Three letters from readers Chuck Clarkson, Regina Day, and Harvey and Bette Craig...

LETTERS: On the seniors parking pass and garbage collection

Garbage, snow removal, and the seniors parking pass

An open letter to city council:

There have been many complaints about the snow removal not being adequate.

I believe that in spite of the very heavy and continuous snow fall, the city public works department under very adverse conditions did a good job of keeping our main city streets clear.

Garbage collection: the question is what do we do about bears and dogs that will undoubtedly be very interested in the contents.

This will result in said garbage being strewn over whole areas which will be unhealthy as well as an eye sore for our beautiful city.

The increase in the senior citizens parking pass from $30 to $90 in the opinion of this writer is nothing more than gouging. Should not the city live up to its own and the province of BC’s criteria for the caring and well being of its senior citizens?

Chuck Clarkson


Seniors parking pass no longer convenient

Senior’s parking: We wonder how many seniors are like us we got the $30.00 pass for the convenience of not having change to feed the meter. We never used it enough to pay for itself anyway but felt it was worth the convenience.

We will not be getting the pass as we are not willing to donate that much for convenience. If there are many like us the city may actually lose money, even when the regular fees rise.

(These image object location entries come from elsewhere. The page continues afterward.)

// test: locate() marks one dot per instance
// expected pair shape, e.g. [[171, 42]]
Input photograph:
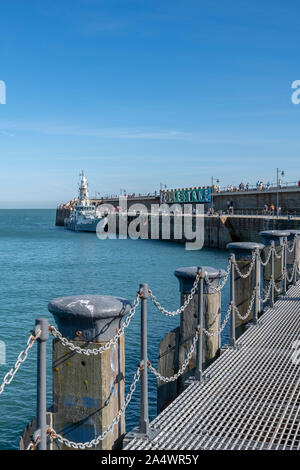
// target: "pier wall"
[[288, 199]]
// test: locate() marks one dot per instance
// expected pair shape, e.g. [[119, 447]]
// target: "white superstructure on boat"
[[84, 218]]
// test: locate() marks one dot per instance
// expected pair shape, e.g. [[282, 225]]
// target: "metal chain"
[[84, 445], [182, 368], [184, 305], [268, 292], [222, 284], [243, 317], [106, 346], [278, 290], [290, 250], [264, 264], [293, 273], [21, 358], [244, 276], [281, 253], [218, 332]]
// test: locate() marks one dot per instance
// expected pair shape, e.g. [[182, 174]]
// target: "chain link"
[[219, 331], [293, 273], [281, 253], [106, 346], [222, 284], [21, 358], [290, 250], [244, 276], [184, 305], [243, 317], [264, 300], [182, 368], [264, 264], [87, 445]]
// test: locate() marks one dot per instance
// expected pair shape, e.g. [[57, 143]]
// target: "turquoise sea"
[[40, 261]]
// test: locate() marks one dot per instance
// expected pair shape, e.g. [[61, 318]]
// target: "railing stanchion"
[[284, 286], [272, 274], [43, 325], [144, 413], [199, 348], [296, 255], [232, 300], [257, 288]]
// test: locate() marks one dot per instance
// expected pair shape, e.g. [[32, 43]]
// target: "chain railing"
[[183, 366], [8, 378], [106, 346], [252, 264], [250, 307], [196, 344], [183, 306], [94, 442], [224, 281]]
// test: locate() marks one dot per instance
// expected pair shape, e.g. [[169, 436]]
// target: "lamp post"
[[212, 192], [281, 172]]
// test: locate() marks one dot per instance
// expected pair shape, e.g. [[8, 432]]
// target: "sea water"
[[40, 261]]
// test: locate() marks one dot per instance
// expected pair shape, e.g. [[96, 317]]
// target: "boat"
[[83, 218]]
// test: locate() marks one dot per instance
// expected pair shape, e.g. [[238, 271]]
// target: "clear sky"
[[144, 92]]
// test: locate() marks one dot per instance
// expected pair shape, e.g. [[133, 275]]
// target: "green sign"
[[186, 196]]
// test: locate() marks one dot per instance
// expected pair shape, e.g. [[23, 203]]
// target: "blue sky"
[[144, 92]]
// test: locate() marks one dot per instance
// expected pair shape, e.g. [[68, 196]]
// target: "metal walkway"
[[252, 399]]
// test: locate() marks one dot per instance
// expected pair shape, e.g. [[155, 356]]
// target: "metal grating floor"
[[252, 399]]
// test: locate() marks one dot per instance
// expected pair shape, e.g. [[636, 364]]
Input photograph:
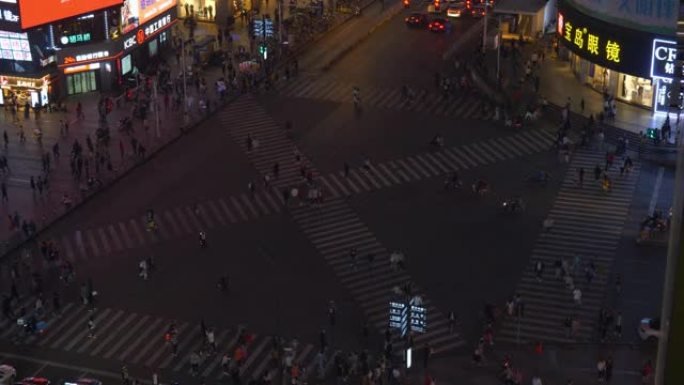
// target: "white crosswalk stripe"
[[386, 97], [587, 229], [138, 340]]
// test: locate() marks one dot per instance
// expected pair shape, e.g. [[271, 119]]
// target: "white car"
[[7, 375], [649, 328]]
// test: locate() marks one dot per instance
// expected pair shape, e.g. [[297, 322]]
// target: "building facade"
[[621, 50], [91, 46]]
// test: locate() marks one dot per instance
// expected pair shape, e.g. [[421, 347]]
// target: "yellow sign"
[[585, 40]]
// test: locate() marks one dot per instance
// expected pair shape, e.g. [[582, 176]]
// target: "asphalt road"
[[460, 251]]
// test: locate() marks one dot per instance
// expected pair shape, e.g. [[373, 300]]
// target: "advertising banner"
[[656, 16], [135, 13], [38, 12], [620, 49]]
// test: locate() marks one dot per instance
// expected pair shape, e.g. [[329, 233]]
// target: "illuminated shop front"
[[35, 91], [608, 58], [102, 65]]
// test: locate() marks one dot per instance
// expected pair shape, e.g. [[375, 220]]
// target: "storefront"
[[608, 58], [35, 91], [104, 66], [199, 9]]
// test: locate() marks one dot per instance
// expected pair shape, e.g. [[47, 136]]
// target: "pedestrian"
[[323, 340], [56, 304], [618, 325], [452, 320], [3, 188], [577, 296], [91, 326], [352, 257], [597, 172]]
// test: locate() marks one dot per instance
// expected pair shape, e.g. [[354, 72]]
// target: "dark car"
[[439, 25], [417, 20]]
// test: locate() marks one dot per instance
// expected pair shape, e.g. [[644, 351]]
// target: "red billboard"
[[135, 13], [38, 12]]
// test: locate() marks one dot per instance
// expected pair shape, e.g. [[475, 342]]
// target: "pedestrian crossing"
[[588, 223], [334, 229], [172, 223], [390, 98], [245, 117], [138, 340]]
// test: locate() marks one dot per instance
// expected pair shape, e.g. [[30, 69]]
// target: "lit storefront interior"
[[624, 87]]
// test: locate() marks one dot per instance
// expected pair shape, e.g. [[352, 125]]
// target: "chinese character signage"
[[663, 58], [653, 16], [616, 48]]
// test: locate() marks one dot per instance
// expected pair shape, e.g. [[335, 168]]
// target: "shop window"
[[635, 90], [81, 82]]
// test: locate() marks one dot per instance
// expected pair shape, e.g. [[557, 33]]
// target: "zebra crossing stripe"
[[110, 321], [359, 179], [473, 155], [125, 236], [271, 201], [443, 159], [502, 155], [417, 166], [329, 187], [239, 208], [438, 163], [230, 215], [527, 149], [130, 332], [160, 348], [140, 338], [108, 340], [389, 174], [253, 355], [351, 183], [427, 164], [79, 323], [220, 339], [339, 183], [190, 349], [118, 245], [249, 205], [451, 154], [92, 242], [511, 149], [182, 222], [479, 150], [183, 346], [84, 332], [409, 169]]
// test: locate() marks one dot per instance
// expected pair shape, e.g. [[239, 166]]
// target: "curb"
[[13, 243], [391, 14]]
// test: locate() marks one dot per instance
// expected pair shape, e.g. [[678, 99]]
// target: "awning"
[[519, 7]]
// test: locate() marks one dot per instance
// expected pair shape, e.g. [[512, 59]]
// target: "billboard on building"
[[655, 16], [38, 12], [135, 13]]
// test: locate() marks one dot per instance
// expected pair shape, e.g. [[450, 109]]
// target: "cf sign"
[[663, 58]]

We feel it is a sneaky way to phase out this program altogether. An added insult is dropping of the seniors dog license concession.

Harvey and Bette Craig



Seniors are living on less income

Ageism is alive and well in the City of Nelson. Increasing seniors’ parking passes by 200 per cent to realize $30,000 indicates a serious level of ignorance among those proposing and supporting this increase. Seniors, for the most part live on fixed incomes.

The increase in CPP and OAS amounted to 1.3 per cent in January 2017. The City is increasing property taxes by 4.8 per cent which will probably be higher if school taxes and regional district assessments increase.

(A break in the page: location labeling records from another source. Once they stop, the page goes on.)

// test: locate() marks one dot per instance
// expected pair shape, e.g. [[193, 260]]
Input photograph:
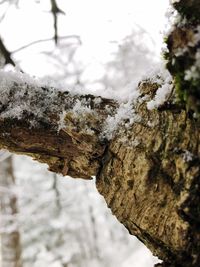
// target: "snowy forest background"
[[46, 219]]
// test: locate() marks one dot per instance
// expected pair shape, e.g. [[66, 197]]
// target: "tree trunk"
[[147, 172]]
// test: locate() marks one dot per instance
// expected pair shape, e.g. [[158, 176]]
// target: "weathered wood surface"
[[148, 173]]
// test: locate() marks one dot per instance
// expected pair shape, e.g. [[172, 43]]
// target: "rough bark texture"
[[148, 173], [151, 182]]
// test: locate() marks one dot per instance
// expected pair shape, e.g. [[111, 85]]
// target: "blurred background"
[[102, 47]]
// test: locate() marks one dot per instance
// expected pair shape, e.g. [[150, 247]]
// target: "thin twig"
[[55, 10]]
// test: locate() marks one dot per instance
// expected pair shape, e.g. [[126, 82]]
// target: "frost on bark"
[[148, 172]]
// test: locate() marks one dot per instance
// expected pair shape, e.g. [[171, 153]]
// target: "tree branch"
[[55, 10], [148, 172]]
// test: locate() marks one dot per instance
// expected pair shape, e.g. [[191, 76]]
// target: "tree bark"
[[149, 172]]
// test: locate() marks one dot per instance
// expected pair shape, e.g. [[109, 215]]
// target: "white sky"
[[97, 22]]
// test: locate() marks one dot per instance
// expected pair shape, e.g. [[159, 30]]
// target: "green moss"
[[190, 10]]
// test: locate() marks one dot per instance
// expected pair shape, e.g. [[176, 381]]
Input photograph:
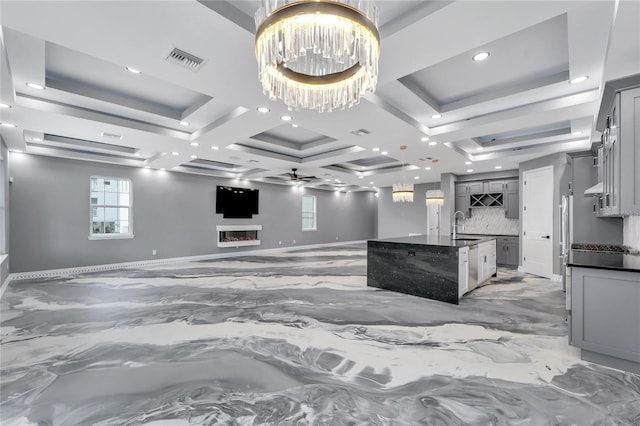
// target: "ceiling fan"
[[297, 178]]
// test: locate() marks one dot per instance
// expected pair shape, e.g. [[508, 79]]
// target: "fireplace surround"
[[238, 235]]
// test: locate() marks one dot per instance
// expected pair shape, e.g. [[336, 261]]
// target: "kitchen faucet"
[[454, 226]]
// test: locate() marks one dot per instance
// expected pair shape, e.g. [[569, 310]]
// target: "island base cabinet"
[[605, 320]]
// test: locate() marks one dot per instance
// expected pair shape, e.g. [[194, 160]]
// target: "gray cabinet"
[[476, 187], [606, 316], [490, 193], [620, 152], [512, 199], [495, 186], [507, 251]]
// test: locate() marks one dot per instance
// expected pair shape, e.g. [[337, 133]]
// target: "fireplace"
[[238, 235]]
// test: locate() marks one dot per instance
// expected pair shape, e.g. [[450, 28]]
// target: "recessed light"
[[480, 56], [35, 86], [579, 79]]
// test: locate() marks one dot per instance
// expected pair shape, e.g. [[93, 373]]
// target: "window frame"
[[111, 236], [314, 213]]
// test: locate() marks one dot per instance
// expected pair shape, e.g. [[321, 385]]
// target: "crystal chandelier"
[[318, 54], [402, 192]]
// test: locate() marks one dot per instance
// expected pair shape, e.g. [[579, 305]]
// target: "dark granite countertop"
[[599, 260], [434, 240], [489, 235]]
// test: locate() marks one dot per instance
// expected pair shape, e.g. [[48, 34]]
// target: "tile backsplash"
[[490, 220], [631, 232]]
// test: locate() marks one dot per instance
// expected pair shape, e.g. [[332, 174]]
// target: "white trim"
[[3, 259], [126, 265], [111, 237], [5, 284], [103, 236]]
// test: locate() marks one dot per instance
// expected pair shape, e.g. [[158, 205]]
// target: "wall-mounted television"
[[236, 203]]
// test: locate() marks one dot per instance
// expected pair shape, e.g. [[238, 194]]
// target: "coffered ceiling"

The province has increased MSP premiums. We know that hydro and other utilities costs are increasing. Food costs are set to increase.

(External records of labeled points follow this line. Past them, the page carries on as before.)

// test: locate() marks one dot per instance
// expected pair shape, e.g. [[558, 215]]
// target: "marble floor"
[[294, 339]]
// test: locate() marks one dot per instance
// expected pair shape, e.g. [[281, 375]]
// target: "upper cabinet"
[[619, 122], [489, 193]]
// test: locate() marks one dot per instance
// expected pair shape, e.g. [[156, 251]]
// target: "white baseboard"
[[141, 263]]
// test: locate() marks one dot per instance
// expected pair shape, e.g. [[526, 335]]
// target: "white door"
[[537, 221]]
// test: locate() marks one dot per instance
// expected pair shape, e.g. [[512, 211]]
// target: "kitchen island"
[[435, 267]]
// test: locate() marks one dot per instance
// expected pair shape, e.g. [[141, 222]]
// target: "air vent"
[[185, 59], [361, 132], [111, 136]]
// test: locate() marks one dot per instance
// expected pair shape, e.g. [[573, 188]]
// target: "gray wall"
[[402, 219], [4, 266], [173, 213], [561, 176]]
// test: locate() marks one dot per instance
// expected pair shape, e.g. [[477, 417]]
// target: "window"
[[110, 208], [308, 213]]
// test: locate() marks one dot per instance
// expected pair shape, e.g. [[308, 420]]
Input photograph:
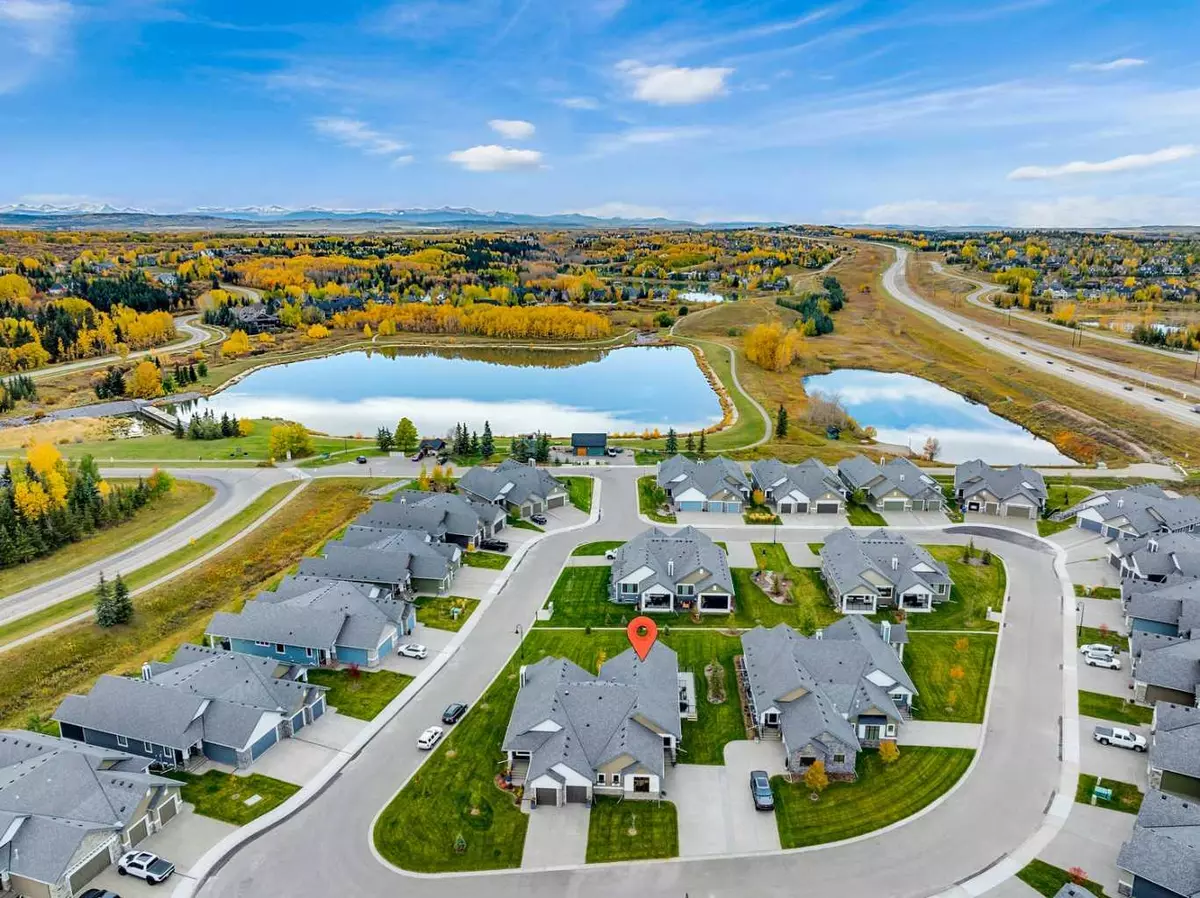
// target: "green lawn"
[[1115, 708], [435, 611], [223, 796], [1126, 796], [579, 490], [493, 561], [934, 658], [1048, 880], [631, 830], [151, 520], [881, 796], [361, 694]]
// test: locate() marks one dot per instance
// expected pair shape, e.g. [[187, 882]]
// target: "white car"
[[429, 738], [145, 866]]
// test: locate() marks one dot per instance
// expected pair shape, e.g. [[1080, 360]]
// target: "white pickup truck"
[[1116, 736]]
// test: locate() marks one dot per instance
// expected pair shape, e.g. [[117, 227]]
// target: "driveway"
[[557, 837]]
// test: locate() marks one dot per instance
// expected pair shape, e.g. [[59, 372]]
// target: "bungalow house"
[[713, 485], [69, 810], [521, 490], [678, 572], [1174, 759], [809, 488], [1015, 491], [864, 573], [207, 702], [574, 734], [1162, 857], [317, 622], [826, 696], [895, 485]]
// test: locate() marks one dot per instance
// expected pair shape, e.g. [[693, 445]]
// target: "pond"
[[906, 409], [516, 390]]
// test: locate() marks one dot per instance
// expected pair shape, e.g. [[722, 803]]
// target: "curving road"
[[324, 848], [1001, 342]]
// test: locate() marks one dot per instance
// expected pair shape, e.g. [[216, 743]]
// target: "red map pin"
[[642, 632]]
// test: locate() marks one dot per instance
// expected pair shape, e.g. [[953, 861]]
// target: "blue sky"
[[1020, 112]]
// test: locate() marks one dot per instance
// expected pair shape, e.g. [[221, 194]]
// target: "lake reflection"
[[906, 409]]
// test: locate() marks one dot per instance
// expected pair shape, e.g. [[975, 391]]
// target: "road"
[[1001, 342], [324, 848]]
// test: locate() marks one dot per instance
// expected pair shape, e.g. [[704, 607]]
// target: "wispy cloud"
[[1121, 163], [673, 85], [1113, 65], [492, 157]]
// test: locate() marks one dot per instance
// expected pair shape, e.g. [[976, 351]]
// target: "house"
[[574, 734], [589, 443], [69, 810], [204, 704], [895, 485], [677, 572], [808, 488], [1138, 512], [1162, 857], [713, 485], [519, 489], [1174, 759], [864, 573], [826, 696], [317, 622], [1017, 491]]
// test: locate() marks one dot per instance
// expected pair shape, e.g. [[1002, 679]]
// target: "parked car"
[[429, 738], [1119, 736], [760, 790], [145, 866], [1102, 659]]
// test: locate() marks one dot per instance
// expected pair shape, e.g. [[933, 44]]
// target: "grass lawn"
[[493, 561], [223, 796], [631, 830], [1048, 880], [881, 796], [1115, 708], [934, 658], [361, 694], [600, 548], [435, 611], [579, 490], [186, 497], [1126, 796], [647, 500]]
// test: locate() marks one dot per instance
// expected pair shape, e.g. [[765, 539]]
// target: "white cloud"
[[673, 85], [513, 129], [496, 159], [1113, 65], [358, 135], [1121, 163]]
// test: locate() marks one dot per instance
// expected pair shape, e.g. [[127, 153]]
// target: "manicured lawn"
[[933, 659], [1126, 796], [493, 561], [435, 611], [579, 491], [1111, 707], [600, 548], [631, 830], [223, 796], [186, 497], [881, 796], [361, 694], [1048, 880]]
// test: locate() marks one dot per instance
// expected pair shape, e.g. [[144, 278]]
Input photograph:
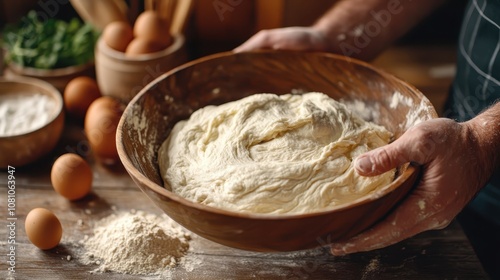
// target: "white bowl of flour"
[[31, 120]]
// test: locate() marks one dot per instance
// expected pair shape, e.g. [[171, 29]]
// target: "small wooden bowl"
[[59, 77], [221, 78], [21, 149], [123, 77]]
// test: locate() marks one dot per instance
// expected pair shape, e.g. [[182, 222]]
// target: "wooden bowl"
[[123, 77], [221, 78], [20, 149]]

The bottom line is seniors are living on less. The BC Seniors’ Advocate has identified that 30 per cent of senior seniors live at or below the poverty line.

Demographic numbers in BC indicate that in BC all levels of income for seniors has decreased by 5.7 to 6.7 per cent since 2013.

I would suggest to the council that they have a look at the BC Seniors’ Advocate’s reports to get a clearer understanding of what this cavalier proposal really means to seniors. Less seniors downtown means less merchant income.